Identity fraud is the top enabler for all aspects of crime in Europe, and a major contributor to the Euro-crisis. The level of fraud in Europe last year was estimated at €500 billion, with an estimated €2 trillion for 2011-12. Europol have announced that unless this is addressed, they will be unable to contain crime.

I absolutely guarantee that a misplaced real names policy will make this worse. If you collect real names, things will always end up going wrong. You simply cannot assume that any information you give to organisations will remain private, no matter how well-intentioned.

Witnesses who complained about anti-social behaviour on a crime-hit estate were given police protection after a council error led to their personal details handed to troublemakers… Police are now patrolling a housing estate around the clock to protect the residents involved.

[From Council handed names of residents who complained about anti-social behaviour to trouble-makers – Telegraph]

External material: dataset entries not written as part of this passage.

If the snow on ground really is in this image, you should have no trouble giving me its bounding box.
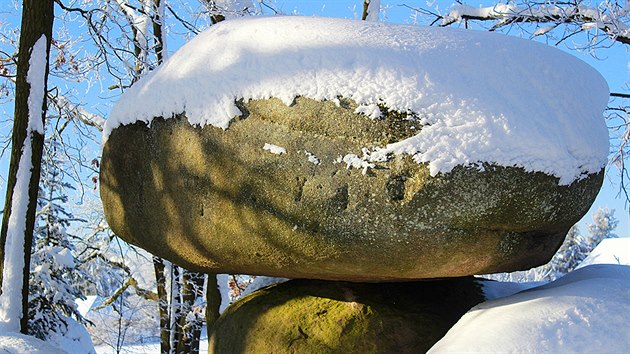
[103,16,608,184]
[0,35,48,332]
[429,264,630,353]
[0,329,67,354]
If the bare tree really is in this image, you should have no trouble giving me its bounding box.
[404,0,630,202]
[0,0,54,333]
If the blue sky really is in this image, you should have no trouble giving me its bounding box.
[0,0,630,236]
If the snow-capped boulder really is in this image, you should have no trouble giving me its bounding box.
[208,278,484,354]
[101,17,608,281]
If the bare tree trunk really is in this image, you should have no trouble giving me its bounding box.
[206,274,221,339]
[0,0,54,333]
[177,268,205,354]
[153,256,171,354]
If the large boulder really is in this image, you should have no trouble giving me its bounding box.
[208,278,485,354]
[101,98,603,281]
[101,17,608,281]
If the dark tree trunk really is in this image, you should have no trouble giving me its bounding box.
[0,0,54,333]
[153,256,171,354]
[206,274,221,339]
[176,268,204,354]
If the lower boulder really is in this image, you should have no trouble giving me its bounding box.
[208,277,485,353]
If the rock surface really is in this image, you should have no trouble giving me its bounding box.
[101,98,603,281]
[208,278,484,353]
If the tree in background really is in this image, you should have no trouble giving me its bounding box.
[484,208,619,282]
[28,129,91,340]
[0,0,54,333]
[405,0,630,202]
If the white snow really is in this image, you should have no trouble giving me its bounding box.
[263,143,287,155]
[0,130,32,332]
[103,17,608,184]
[0,35,47,332]
[429,265,630,353]
[354,104,382,119]
[334,148,376,174]
[0,35,47,332]
[241,276,289,296]
[366,0,381,21]
[26,34,48,135]
[0,332,67,354]
[48,317,96,354]
[578,237,630,268]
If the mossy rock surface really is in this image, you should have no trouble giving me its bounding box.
[208,278,485,354]
[101,98,603,281]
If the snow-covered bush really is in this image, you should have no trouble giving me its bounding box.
[484,207,619,282]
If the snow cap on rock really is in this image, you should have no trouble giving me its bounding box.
[104,17,608,185]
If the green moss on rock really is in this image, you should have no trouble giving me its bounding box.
[209,278,484,354]
[101,98,603,281]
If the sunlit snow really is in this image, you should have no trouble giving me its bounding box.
[104,17,608,184]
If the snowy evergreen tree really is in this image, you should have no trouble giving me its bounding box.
[485,208,619,282]
[28,135,88,339]
[585,207,619,250]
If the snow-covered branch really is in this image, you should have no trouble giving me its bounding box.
[434,0,630,44]
[48,95,105,131]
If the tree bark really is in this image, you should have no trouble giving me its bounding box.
[0,0,54,333]
[206,274,221,340]
[153,256,171,354]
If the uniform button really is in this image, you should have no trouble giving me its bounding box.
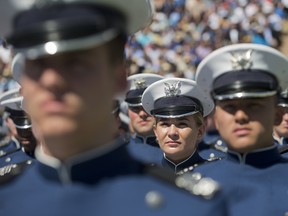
[210,153,215,158]
[216,140,223,145]
[5,157,12,163]
[145,191,163,209]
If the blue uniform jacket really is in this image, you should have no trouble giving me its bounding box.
[198,131,227,159]
[159,151,207,173]
[0,138,32,167]
[194,145,288,216]
[0,138,226,216]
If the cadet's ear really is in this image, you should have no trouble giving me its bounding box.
[197,124,206,141]
[115,65,127,93]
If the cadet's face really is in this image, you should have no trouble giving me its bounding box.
[22,45,126,154]
[215,97,275,153]
[274,107,288,138]
[154,116,205,163]
[128,106,155,137]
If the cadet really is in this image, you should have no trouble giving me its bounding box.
[197,112,227,160]
[195,44,288,215]
[142,78,214,173]
[0,88,35,167]
[0,0,225,216]
[273,88,288,149]
[125,73,164,164]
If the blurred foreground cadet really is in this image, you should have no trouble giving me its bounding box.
[0,87,36,167]
[125,73,164,164]
[0,0,225,216]
[142,78,214,173]
[195,44,288,215]
[273,88,288,149]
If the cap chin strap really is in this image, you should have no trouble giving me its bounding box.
[15,28,119,59]
[213,90,277,101]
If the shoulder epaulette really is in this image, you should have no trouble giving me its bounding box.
[176,157,222,175]
[278,145,288,154]
[146,166,220,199]
[0,160,32,185]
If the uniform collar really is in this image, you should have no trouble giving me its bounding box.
[227,145,282,168]
[35,137,134,184]
[161,150,206,173]
[0,137,21,157]
[273,135,288,146]
[134,135,159,147]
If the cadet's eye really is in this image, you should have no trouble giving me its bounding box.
[222,104,236,113]
[158,121,170,127]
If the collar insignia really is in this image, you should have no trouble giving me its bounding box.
[231,49,253,70]
[134,79,147,89]
[164,81,181,97]
[281,88,288,98]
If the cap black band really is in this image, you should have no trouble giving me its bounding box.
[8,4,126,49]
[212,69,278,96]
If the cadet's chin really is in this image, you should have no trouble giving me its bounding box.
[39,118,77,137]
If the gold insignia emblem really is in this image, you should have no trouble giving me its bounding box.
[281,88,288,98]
[164,81,181,97]
[134,79,147,89]
[231,49,253,70]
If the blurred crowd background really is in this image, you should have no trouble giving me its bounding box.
[0,0,288,132]
[126,0,288,79]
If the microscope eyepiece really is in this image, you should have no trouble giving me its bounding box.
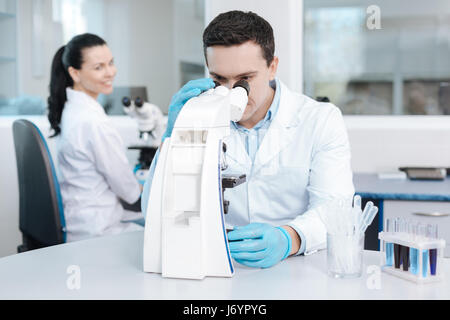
[134,97,144,108]
[233,80,250,96]
[122,97,131,107]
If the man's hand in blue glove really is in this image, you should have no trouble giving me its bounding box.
[162,78,215,141]
[228,223,292,268]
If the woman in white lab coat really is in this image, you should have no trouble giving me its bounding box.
[48,34,142,242]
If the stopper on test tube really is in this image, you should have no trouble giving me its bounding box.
[427,224,438,276]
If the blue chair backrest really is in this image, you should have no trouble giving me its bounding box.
[13,119,66,249]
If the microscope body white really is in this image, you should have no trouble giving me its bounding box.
[144,87,248,279]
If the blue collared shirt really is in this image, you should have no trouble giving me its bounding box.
[231,79,280,163]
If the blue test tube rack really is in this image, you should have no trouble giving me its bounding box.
[378,231,445,284]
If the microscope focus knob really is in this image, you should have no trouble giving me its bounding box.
[122,97,131,107]
[134,97,144,108]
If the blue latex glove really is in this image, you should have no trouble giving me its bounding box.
[162,78,215,141]
[228,223,292,268]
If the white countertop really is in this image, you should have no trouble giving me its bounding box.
[0,231,450,300]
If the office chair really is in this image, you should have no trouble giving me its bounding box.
[13,119,66,253]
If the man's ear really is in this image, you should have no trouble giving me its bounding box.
[67,66,80,83]
[269,56,278,80]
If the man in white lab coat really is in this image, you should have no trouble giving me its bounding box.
[142,11,354,268]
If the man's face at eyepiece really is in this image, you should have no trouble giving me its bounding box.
[206,41,278,127]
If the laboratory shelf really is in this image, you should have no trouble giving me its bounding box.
[0,12,16,19]
[0,56,16,63]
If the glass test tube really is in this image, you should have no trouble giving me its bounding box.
[427,224,438,276]
[417,223,428,278]
[385,219,394,266]
[394,218,401,269]
[400,219,409,271]
[409,223,419,275]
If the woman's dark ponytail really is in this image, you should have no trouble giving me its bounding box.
[47,46,73,137]
[47,33,106,137]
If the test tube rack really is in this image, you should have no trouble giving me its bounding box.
[378,231,445,284]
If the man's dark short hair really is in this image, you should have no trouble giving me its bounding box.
[203,10,275,66]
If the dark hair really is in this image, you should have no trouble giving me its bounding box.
[47,33,106,137]
[203,10,275,66]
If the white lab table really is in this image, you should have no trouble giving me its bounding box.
[0,231,450,300]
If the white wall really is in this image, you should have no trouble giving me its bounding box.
[104,0,177,113]
[205,0,450,173]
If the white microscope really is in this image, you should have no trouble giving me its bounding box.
[143,81,250,279]
[122,97,165,184]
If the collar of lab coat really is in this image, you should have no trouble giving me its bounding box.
[225,81,303,172]
[66,87,106,117]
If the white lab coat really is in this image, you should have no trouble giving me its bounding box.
[56,88,142,242]
[142,81,354,254]
[224,82,354,254]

Oh dear. Doesn’t sound like “real names” are working out too well in that case. Especially since there was no reason for the council to obtain the “real names” of the complainants. This is a case where “real attributes” are the key. The council needed to know that the complainants were council tenants living in a particular area. If we had an identity infrastructure befitting a modern economy (we don’t) then the tenants would have been able to submit their complaint by smartphone and have the text followed by a blinded cryptographic token attesting to their status but from which it would be mathematically infeasible to determine their identity. So no matter what the berks at the council do, the identities reman secret.

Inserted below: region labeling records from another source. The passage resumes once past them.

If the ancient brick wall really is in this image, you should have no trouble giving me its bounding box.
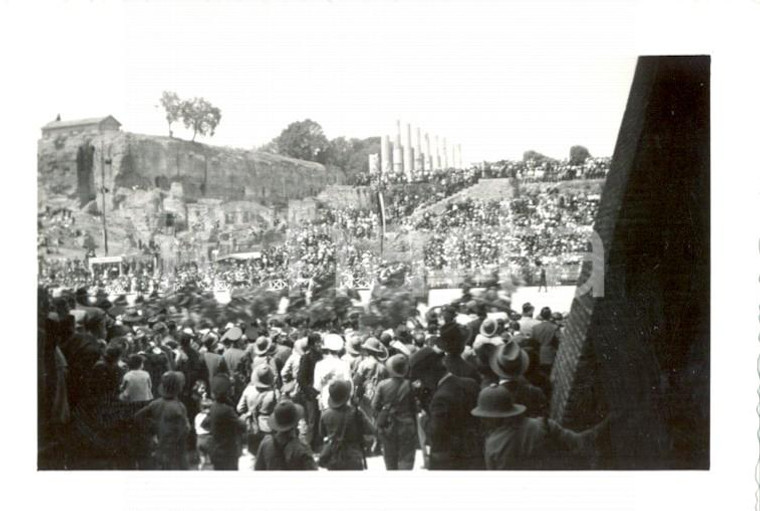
[552,57,710,469]
[37,132,343,212]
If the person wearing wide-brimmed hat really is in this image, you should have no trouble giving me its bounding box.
[135,371,190,470]
[314,334,351,410]
[353,337,388,415]
[253,399,317,470]
[532,307,562,393]
[202,375,246,470]
[437,322,480,383]
[201,332,229,388]
[517,302,540,337]
[471,384,611,470]
[220,326,245,373]
[341,330,362,373]
[320,379,375,470]
[280,337,308,399]
[372,354,417,470]
[251,335,284,388]
[237,364,280,454]
[296,332,322,451]
[410,346,483,470]
[489,339,548,417]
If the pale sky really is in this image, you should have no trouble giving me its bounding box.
[23,1,636,161]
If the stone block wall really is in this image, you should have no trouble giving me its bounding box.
[552,57,710,469]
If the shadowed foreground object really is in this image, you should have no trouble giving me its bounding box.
[552,56,710,469]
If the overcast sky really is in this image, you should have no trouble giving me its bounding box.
[28,1,652,161]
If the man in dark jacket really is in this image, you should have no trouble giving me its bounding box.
[296,332,322,452]
[472,385,613,470]
[411,347,484,470]
[533,307,560,376]
[253,400,317,470]
[437,322,480,383]
[489,339,549,417]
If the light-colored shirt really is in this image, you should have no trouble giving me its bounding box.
[518,316,541,337]
[119,369,153,402]
[314,355,351,409]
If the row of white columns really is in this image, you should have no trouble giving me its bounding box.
[369,121,462,176]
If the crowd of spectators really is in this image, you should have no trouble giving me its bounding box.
[414,188,599,276]
[38,278,609,470]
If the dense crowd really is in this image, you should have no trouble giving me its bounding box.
[38,282,609,470]
[414,192,599,269]
[39,185,599,294]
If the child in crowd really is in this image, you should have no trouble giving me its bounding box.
[119,354,153,402]
[135,371,190,470]
[195,396,212,470]
[201,375,245,470]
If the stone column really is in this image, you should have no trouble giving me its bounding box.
[434,135,442,170]
[393,121,404,174]
[368,153,380,176]
[404,123,414,176]
[380,135,393,174]
[414,128,425,172]
[425,133,433,170]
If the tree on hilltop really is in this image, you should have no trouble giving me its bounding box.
[262,119,330,164]
[523,150,552,162]
[159,90,182,138]
[182,98,222,141]
[570,145,591,165]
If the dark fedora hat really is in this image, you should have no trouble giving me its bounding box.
[409,346,445,380]
[251,363,275,390]
[470,383,525,419]
[253,335,274,357]
[327,380,353,408]
[346,333,362,357]
[385,353,409,378]
[269,399,304,431]
[438,322,471,355]
[362,337,388,360]
[480,318,499,337]
[211,374,232,398]
[221,326,243,342]
[489,339,530,380]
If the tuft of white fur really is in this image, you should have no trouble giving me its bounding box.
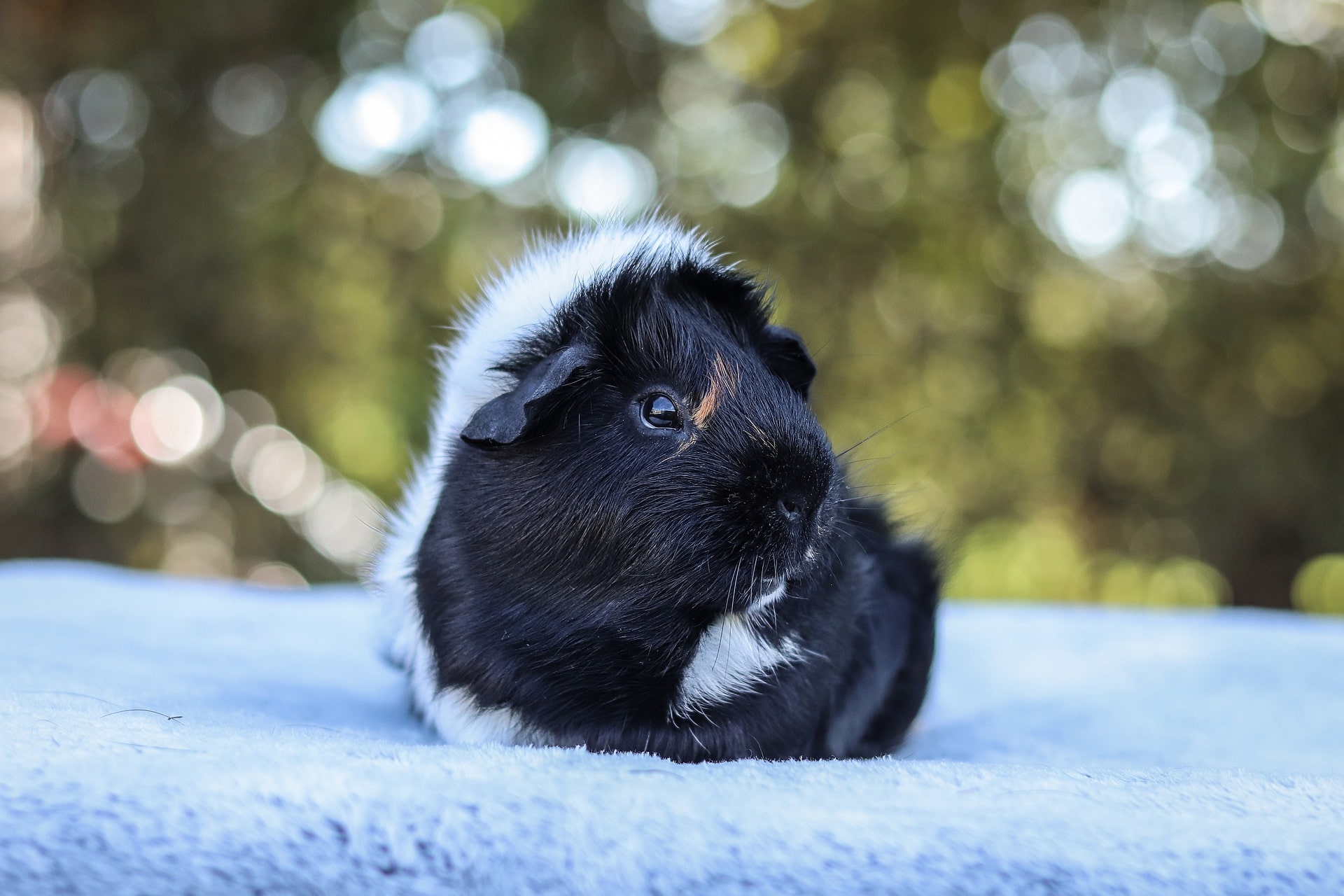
[672,578,802,716]
[368,218,718,743]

One thing that might really help the real names nutters, by the way, is making it easier to spot what are actually real names. If I create a Facebook profile as Theogenes de Montford, for example, how do you know whether that’s a real name or not? It would help if there were a relatively short list of real names, so I suggest that Facebook puts some lobbying money into Sweden.

Activists are lobbying for parents to be able to choose any name for their children (there are currently just 170 legally recognized unisex names in Sweden).

[From Hen: Sweden’s new gender neutral pronoun causes controversy. – Slate Magazine]

This seems like an odd story until you realise that in Sweden can you only choose a legally-approved name for your child. Sensible policies for a better interweb: Facebook should make a list of allowable real names and make you choose a combination of them. That way, any disloyal subject of Her Majesty trying to post abuse about the Chancellor of the Exchequer using a made up name could be instantly spotted and blocked.

P.S. In case you’re interested, Theogenes de Montford is indeed a real name.

These are personal opinions and should not be misunderstood as representing the opinions of 
Consult Hyperion or any of its clients or suppliers

 

1 comment

  1. The notion of a society with only a few allowable names was explored pretty thoroughly in Ira Levin’s This Perfect Day, which seems to me an unjustly forgotten book because there are a lot of developments now that remind me of that book. It was somewhat in the vein of 1984: a dystopia with mass surveillance and control (in Levin, the population was drugged in their food to suppress both revolution and sexuality) and wore government-issued coveralls; the thing I really remember was they all wore bracelets they held up for scanners to read whenever they wanted to go anywhere, buy anything, do anything. There were 4 male and 4 female names (I don’t remember the female ones, but the male ones included Jesus and Karl (for Marx)), followed by a number.